Severe stroke occurred in 19 patients in the apixaban group and in 37 patients in the aspirin group (HR, 0.51; 95% CI, 0.29-0.88). There was no difference in mortality. In the OT group, major bleeding occurred in 1.7% of the apixaban group and in 0.94% of the aspirin group (HR, 1.8; 95% CI, 1.26-2.57; P < 0.001). The authors concluded that among high-risk patients with subclinical AF (SCAF), apixaban significantly reduced the incidence of SSE, but it increased major bleeding compared to aspirin therapy.
COMMENTARY
The most important thing to remember in applying the results of this trial to clinical practice is that the patients studied were at high risk for stroke. All had a CHA2DS2-VASc score ≥ 3 and 81% had hypertension. Also, they had considerable cardiovascular disease, hence the presence of an implanted device that could detect AF. These were not the worried-well-fixated-on-their-Apple-watch-reported rhythm disturbances. Second, these investigators performed a previous study comparing those with SCAF to those without and showed that the risk of SSE was 0.69% per patient year (PPY) without SCAF vs. 1.69% PPY with SCAF. In comparison, this group’s study of patients with clinical AF on aspirin therapy had an SSE risk of 3.7% PPY. In ARTESiA, the aspirin group had an SSE risk of 1.24% PPY. Thus, SCAF carries a much lower risk of SSE than clinical AF. However, the authors reminded us that in the aspirin group of ARTESiA, 45% of those with an SSE had a permanent disability or died. So, SCAF deserves our attention.
ARTESiA showed that apixaban therapy in patients with SCAF was associated with 31 fewer SSE and 39 more major bleeding events compared to aspirin therapy. Accordingly, one could conclude that the results with apixaban are neutral regarding net clinical benefit. However, the authors pointed out that 90% of the major bleeding episodes were managed with conservative measures, including transfusion, rather than an invasive procedure. On the other hand, an SSE is another matter, with the reported high rates of disability and death. Thus, they argued that oral anticoagulant therapy should be considered in high-risk patients with SCAF.
There are several weaknesses to ARTESiA. They did not meet their enrollment goal, and the SSE rate was low. Also, 35% of the patients enrolled dropped out of the trial for non-protocol reasons, about 24% dropped out per protocol, and 22% died, leaving a small number of patients in each group at the end of the follow-up period. In addition, the study population was 94% white, and women were underrepresented (36%). In the apixaban group, 58% were on aspirin at baseline. We are told that aspirin use was discouraged but not prohibited, but the number continuing aspirin in the apixaban group is not provided.
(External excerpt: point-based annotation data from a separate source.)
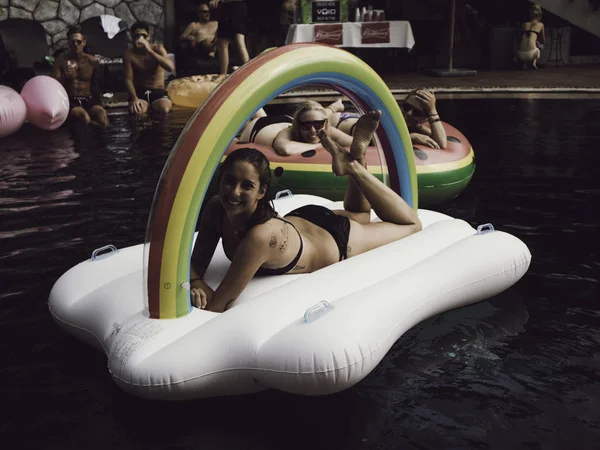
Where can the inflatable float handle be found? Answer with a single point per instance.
(285, 192)
(316, 311)
(485, 228)
(96, 255)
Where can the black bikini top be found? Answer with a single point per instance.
(280, 271)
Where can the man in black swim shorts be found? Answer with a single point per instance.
(232, 16)
(145, 66)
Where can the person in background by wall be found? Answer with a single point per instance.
(532, 37)
(232, 15)
(78, 72)
(199, 37)
(145, 66)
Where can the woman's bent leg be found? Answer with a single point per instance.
(364, 188)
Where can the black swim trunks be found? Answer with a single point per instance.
(83, 102)
(233, 16)
(337, 226)
(265, 121)
(151, 95)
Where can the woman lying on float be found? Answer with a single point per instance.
(258, 241)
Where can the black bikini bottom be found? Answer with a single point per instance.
(337, 226)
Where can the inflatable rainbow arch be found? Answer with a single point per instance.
(209, 133)
(309, 334)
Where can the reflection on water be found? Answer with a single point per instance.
(519, 371)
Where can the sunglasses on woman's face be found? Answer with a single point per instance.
(317, 124)
(416, 112)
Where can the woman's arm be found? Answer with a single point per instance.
(341, 138)
(251, 253)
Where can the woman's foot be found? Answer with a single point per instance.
(340, 158)
(363, 134)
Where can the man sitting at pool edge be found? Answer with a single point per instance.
(145, 66)
(78, 72)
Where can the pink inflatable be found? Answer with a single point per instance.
(47, 102)
(13, 111)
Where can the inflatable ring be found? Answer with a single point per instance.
(207, 136)
(191, 92)
(441, 174)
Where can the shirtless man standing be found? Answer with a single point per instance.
(77, 71)
(145, 66)
(199, 38)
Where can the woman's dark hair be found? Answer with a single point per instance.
(264, 210)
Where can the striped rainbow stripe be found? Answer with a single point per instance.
(196, 155)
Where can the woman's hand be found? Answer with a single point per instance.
(136, 106)
(199, 298)
(421, 139)
(200, 294)
(427, 99)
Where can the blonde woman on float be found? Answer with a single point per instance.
(292, 135)
(532, 36)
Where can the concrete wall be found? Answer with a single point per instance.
(58, 15)
(579, 12)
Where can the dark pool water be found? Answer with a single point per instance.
(519, 371)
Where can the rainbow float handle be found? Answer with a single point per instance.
(97, 255)
(208, 134)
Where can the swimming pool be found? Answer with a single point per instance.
(519, 371)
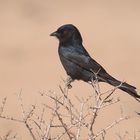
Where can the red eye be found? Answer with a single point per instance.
(65, 32)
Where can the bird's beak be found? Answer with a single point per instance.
(54, 34)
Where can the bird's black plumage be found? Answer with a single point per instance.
(78, 63)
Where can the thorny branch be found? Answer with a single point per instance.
(66, 116)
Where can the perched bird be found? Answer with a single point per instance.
(78, 63)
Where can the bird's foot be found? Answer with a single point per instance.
(68, 82)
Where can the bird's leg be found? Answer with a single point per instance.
(68, 82)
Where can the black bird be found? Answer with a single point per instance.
(78, 63)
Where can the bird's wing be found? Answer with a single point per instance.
(82, 59)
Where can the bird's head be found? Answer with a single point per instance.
(68, 34)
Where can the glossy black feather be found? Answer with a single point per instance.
(78, 63)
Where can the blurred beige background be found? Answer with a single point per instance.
(29, 58)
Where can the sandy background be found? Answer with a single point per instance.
(29, 58)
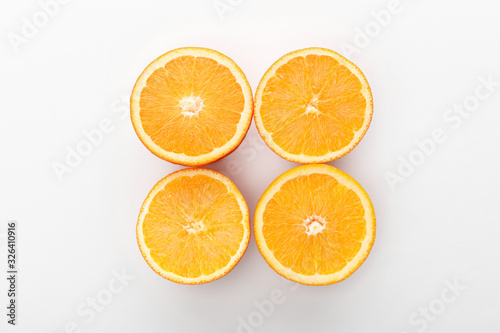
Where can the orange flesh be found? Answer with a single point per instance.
(194, 226)
(313, 105)
(192, 105)
(287, 218)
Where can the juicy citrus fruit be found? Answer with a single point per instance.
(313, 106)
(191, 106)
(194, 226)
(314, 225)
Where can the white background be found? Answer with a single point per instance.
(441, 224)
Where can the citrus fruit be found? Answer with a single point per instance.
(313, 106)
(314, 225)
(191, 106)
(194, 226)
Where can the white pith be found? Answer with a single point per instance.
(245, 221)
(345, 180)
(216, 153)
(310, 108)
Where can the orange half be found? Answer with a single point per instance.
(191, 106)
(314, 225)
(313, 106)
(194, 226)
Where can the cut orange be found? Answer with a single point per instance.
(313, 106)
(194, 226)
(314, 225)
(191, 106)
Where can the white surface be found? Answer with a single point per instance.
(441, 224)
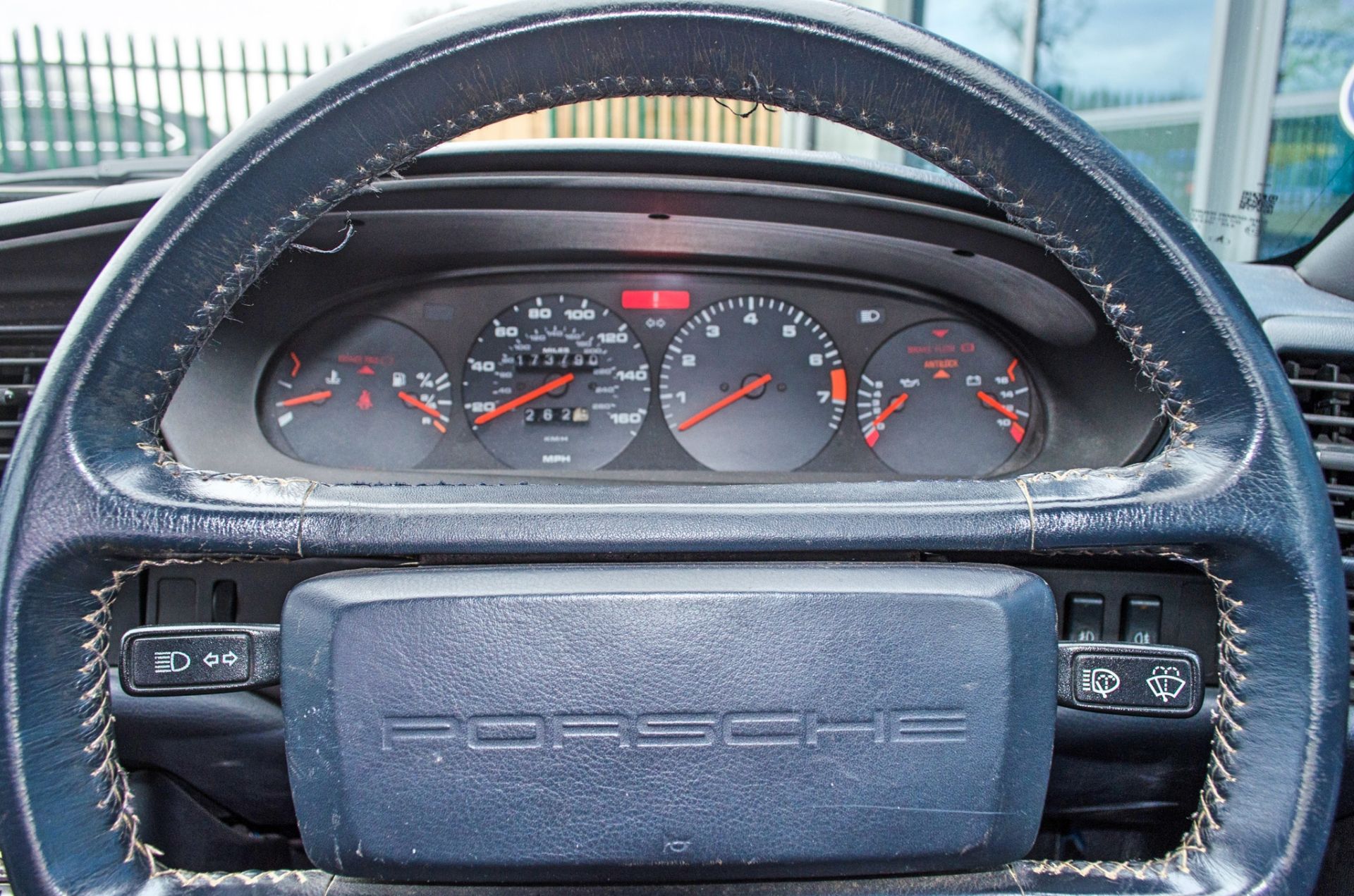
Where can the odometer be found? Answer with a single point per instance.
(752, 383)
(556, 382)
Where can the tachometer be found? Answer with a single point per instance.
(752, 383)
(556, 382)
(363, 393)
(944, 400)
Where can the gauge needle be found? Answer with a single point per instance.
(432, 412)
(306, 400)
(522, 400)
(884, 415)
(1017, 431)
(724, 403)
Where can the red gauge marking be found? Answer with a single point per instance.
(724, 403)
(305, 400)
(522, 400)
(884, 415)
(656, 300)
(838, 385)
(1017, 431)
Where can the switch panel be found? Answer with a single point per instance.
(194, 659)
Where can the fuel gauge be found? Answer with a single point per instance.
(360, 393)
(944, 398)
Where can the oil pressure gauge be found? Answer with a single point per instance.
(944, 398)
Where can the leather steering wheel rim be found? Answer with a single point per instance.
(92, 493)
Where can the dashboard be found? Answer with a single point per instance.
(652, 370)
(531, 325)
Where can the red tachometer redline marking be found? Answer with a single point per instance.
(838, 385)
(305, 400)
(522, 400)
(724, 403)
(1017, 431)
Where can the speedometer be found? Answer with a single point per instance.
(556, 382)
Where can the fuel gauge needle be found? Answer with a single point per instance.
(306, 400)
(432, 412)
(1017, 431)
(884, 415)
(724, 403)
(522, 400)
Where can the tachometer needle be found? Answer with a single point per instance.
(724, 403)
(884, 415)
(522, 400)
(306, 400)
(1017, 431)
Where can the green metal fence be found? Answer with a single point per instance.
(80, 99)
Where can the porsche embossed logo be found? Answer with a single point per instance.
(752, 728)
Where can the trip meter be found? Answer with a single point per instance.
(944, 398)
(556, 382)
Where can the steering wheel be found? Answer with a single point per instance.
(92, 496)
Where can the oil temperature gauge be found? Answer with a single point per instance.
(944, 400)
(363, 393)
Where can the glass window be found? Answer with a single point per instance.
(993, 29)
(1318, 45)
(1116, 53)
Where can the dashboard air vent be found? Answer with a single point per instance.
(1326, 393)
(23, 355)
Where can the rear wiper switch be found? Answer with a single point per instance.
(1136, 680)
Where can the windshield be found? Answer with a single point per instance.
(1231, 109)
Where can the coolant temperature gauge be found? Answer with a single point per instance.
(363, 393)
(944, 400)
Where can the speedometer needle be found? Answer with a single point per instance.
(724, 403)
(1017, 431)
(522, 400)
(306, 400)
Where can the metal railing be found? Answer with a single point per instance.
(69, 101)
(78, 101)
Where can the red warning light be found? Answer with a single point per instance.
(656, 300)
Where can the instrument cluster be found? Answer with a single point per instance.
(652, 372)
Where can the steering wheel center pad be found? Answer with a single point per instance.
(1238, 490)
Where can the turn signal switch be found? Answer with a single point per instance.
(1136, 680)
(166, 661)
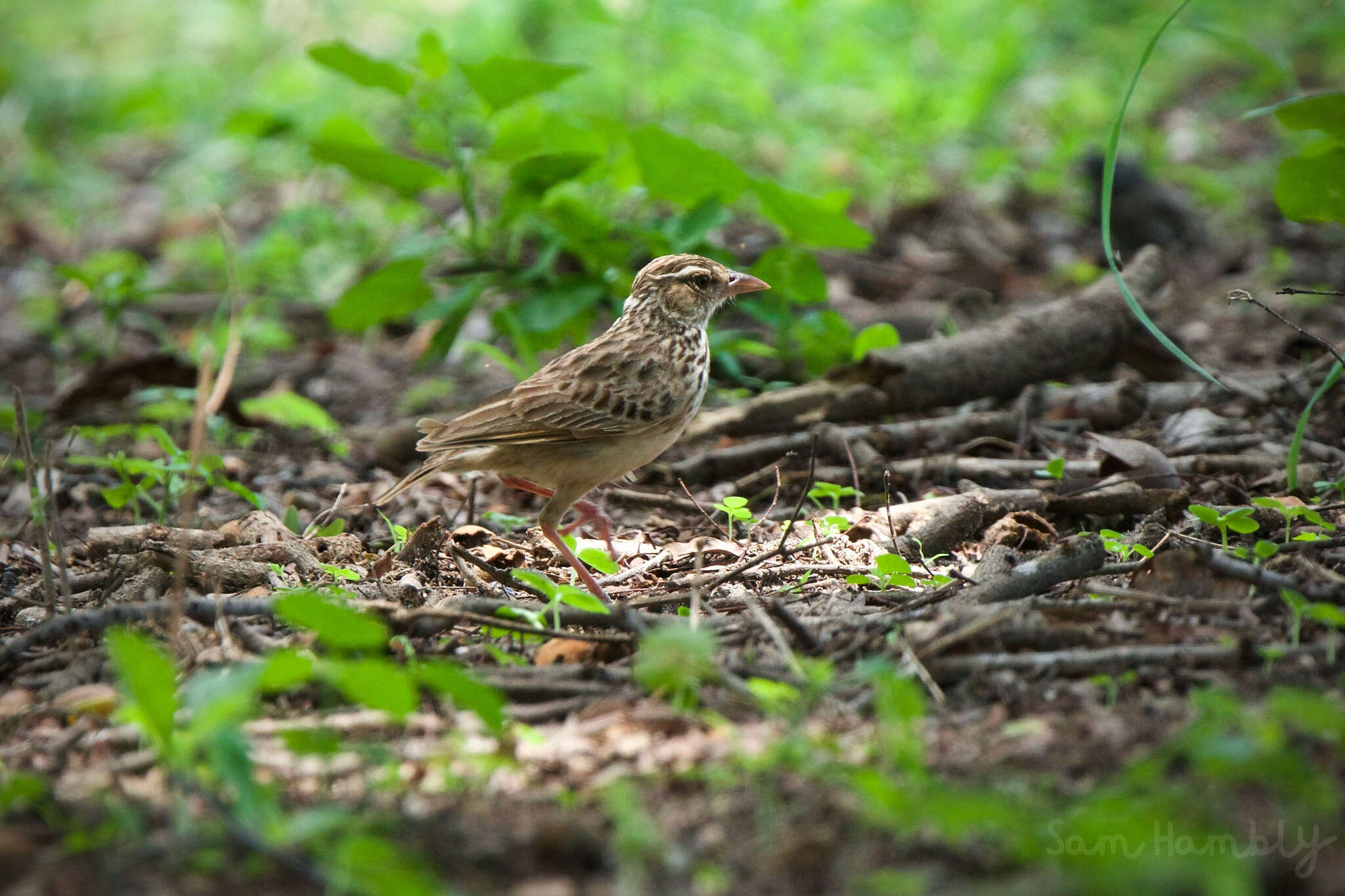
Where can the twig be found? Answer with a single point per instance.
(37, 501)
(1243, 296)
(807, 486)
(728, 536)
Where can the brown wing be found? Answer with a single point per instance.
(595, 391)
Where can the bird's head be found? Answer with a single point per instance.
(686, 289)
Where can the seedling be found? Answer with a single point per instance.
(556, 595)
(1292, 512)
(1115, 543)
(1238, 521)
(833, 492)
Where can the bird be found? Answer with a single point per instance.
(600, 410)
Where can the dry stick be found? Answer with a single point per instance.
(37, 501)
(57, 535)
(728, 536)
(409, 617)
(1082, 662)
(1243, 296)
(1290, 291)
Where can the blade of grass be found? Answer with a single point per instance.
(1292, 463)
(1107, 175)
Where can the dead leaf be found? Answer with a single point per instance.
(1136, 461)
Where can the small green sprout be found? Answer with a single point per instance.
(833, 492)
(1292, 512)
(1239, 521)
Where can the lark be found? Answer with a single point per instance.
(596, 413)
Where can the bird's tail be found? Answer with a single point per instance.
(426, 471)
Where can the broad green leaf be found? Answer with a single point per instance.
(580, 599)
(677, 169)
(1207, 515)
(337, 625)
(257, 123)
(502, 81)
(292, 410)
(431, 55)
(1320, 112)
(350, 146)
(318, 742)
(284, 670)
(598, 559)
(376, 867)
(794, 273)
(1313, 187)
(892, 565)
(537, 174)
(536, 580)
(377, 684)
(464, 691)
(881, 335)
(147, 677)
(811, 221)
(361, 68)
(389, 293)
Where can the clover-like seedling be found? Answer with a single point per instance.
(1115, 543)
(830, 490)
(1239, 521)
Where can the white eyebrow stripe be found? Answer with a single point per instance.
(686, 270)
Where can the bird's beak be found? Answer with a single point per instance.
(740, 282)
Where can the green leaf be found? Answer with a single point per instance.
(1320, 112)
(892, 565)
(377, 684)
(502, 81)
(347, 144)
(338, 626)
(1313, 187)
(332, 528)
(284, 670)
(386, 295)
(1109, 174)
(377, 867)
(680, 171)
(881, 335)
(466, 692)
(431, 55)
(536, 580)
(794, 274)
(317, 742)
(537, 174)
(257, 123)
(580, 599)
(811, 221)
(147, 677)
(361, 68)
(1207, 515)
(292, 410)
(598, 559)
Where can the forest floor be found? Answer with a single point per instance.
(910, 509)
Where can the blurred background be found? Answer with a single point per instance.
(479, 181)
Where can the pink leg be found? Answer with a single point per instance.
(590, 512)
(585, 576)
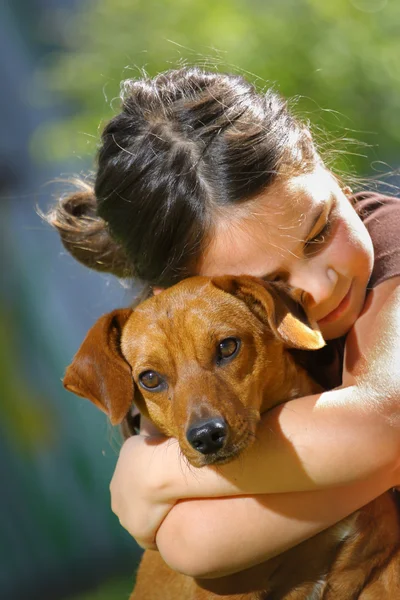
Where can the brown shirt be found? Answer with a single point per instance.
(381, 216)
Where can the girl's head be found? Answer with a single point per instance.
(194, 163)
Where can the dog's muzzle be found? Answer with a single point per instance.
(208, 436)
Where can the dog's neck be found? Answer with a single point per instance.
(290, 380)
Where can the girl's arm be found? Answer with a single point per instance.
(212, 538)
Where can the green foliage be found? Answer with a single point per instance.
(116, 589)
(340, 57)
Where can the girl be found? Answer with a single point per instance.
(200, 174)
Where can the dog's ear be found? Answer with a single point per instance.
(278, 306)
(99, 371)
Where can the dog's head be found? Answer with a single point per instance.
(202, 360)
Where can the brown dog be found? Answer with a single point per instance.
(203, 360)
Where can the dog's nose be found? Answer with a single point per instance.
(207, 436)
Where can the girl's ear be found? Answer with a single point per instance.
(278, 306)
(99, 372)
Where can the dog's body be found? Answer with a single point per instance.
(203, 361)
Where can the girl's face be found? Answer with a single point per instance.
(305, 231)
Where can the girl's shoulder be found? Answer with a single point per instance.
(381, 216)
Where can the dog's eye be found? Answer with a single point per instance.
(151, 380)
(228, 348)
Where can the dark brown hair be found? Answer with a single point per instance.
(185, 143)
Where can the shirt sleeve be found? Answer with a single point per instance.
(381, 216)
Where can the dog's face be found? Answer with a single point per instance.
(202, 360)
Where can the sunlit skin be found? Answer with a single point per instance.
(305, 231)
(302, 229)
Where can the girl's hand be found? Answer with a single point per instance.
(136, 486)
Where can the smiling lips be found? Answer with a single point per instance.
(337, 312)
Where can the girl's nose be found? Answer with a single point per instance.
(318, 282)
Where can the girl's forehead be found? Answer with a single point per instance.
(263, 235)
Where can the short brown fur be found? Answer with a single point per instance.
(176, 334)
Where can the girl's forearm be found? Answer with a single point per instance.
(295, 443)
(197, 537)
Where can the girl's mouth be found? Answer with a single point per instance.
(339, 310)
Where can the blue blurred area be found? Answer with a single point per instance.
(58, 535)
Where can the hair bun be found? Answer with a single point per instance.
(85, 235)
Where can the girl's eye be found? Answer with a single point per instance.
(228, 348)
(151, 380)
(318, 239)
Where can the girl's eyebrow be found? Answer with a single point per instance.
(320, 211)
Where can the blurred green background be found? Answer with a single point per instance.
(61, 67)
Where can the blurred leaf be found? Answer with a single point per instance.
(29, 423)
(116, 589)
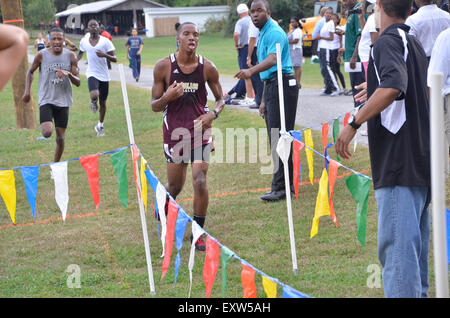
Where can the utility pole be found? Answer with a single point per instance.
(25, 115)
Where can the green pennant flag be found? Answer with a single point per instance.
(359, 187)
(335, 134)
(119, 161)
(225, 255)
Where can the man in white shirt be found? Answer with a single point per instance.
(326, 38)
(427, 24)
(252, 60)
(440, 62)
(98, 50)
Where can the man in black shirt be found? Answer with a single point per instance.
(397, 112)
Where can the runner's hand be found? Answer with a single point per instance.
(361, 97)
(26, 97)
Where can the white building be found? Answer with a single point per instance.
(161, 21)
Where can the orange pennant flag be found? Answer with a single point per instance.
(325, 128)
(135, 154)
(211, 264)
(298, 145)
(248, 281)
(171, 222)
(332, 174)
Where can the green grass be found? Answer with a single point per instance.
(216, 48)
(108, 246)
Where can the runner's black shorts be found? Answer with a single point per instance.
(49, 112)
(102, 87)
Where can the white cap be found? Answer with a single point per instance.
(242, 8)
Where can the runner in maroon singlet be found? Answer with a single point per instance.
(179, 91)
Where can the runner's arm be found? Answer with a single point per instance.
(13, 46)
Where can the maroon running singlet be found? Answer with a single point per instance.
(179, 115)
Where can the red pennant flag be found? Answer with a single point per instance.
(248, 282)
(172, 215)
(90, 164)
(211, 264)
(135, 154)
(325, 135)
(332, 174)
(346, 117)
(298, 145)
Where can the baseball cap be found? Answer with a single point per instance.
(242, 8)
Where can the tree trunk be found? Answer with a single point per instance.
(25, 115)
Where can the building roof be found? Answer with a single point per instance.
(98, 6)
(186, 10)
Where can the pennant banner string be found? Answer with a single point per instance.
(329, 158)
(52, 163)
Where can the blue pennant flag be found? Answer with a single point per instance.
(30, 178)
(180, 228)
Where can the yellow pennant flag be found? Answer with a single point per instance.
(144, 183)
(309, 154)
(8, 192)
(322, 203)
(270, 287)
My takeaway is that the incidental detection of SCAF is an occasion for shared decision-making with the patient so that the pros and cons of the decision to treat with oral anticoagulants or not is understood by all. Also, if treatment is decided upon, then efforts to mitigate any modifiable bleeding risk are warranted. Finally, especially if no treatment if decided upon, periodic surveillance for the transition to clinical AF should be done.